Her mom had a big heart. She really wanted to do what was best for her child. I spent as much time helping her as I did loving and teaching Alicia. I remember one of our first times together. My class was learning about the Olympics (it must have been an Olympic year), making medals and ribbons, torches, and doing some Olympic running and jumping events. Mom was so proud to tell me that she participated in the Special Olympics when she was a girl. She actually met Eunice Kennedy Shriver, the founder, and brought old photos to school to show all the children.
Alicia loved school. She was growing and learning. Her classmates helped her to do little things, like put on her coat or find her shoes. Christmas was rolling around and children were talking about Santa Claus and what they hoped he would bring. Alicia wanted a doll and a baby carriage. I often told parents on the sly what their children wanted. I felt like Santa’s Helper.
I told Alicia’s mother about the doll and the carriage. She was uncomfortable and she had to tell me that there was little money for Christmas, and Alicia’s dreams were out of the question. That was that. And, please don’t encourage those ideas. I understood; I was having a hard time that year figuring out Christmas for our children. My husband was in between jobs, and my small paycheck had to go for necessities.
My head absolutely understood, but my heart kept creeping in, like a tiny mouse finding his way out of the cold. That night at dinner I called a meeting with the family. Family dinners were an important time together every evening. I told them about Alicia’s Christmas, or lack of Santa Claus. Our children were in elementary school, barely out of the believing years themselves.

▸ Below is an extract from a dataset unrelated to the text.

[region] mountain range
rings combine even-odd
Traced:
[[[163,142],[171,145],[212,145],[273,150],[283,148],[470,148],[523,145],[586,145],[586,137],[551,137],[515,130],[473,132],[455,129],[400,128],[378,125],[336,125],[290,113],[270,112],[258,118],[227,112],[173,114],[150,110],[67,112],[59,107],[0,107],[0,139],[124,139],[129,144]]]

“If you give up most of your Santa Clause toys this year, then Alicia can have a Christmas. You will still get toys, but it won’t be much.”
I never imagined asking my own young children to do such a thing. And, I never imagined that they would say “yes.” To make this fun, we all went shopping together for the doll and carriage. We decided to invite Alicia and her mom over on Christmas day, then we would surprise her with the toys. My children thought we should tell Alicia that Santa dropped off the toys at our house by mistake. Everyone loved that idea. It was all arranged.
On Christmas morning, my children were delighted with their slightly sparse gifts. It wasn’t so bad. They knew that the best was yet to come, and it did! Alicia and her mom arrived. We drank cocoa and ate cookies together. On a cue, perhaps it was a wink or a nod, we told Alicia that Santa Clause had mistakenly delivered her toys to our house.
Then we watched Alicia open the doll. She had no words, and neither did we. She lovingly stroked her hair and hugged her. She rocked her back and forth. My children fought back tears. Somehow they understood, this is as good as it gets. I’m sure I told them a million times that it is better to give than to receive. At last they knew. That act of giving was fundamental in shaping their character. Their hearts grew at least three times. And Alicia? She thrived in my classroom and got some extra TLC from Jennie. She saw me recently, threw her arms around me, and had the same smile she wore when she opened her doll.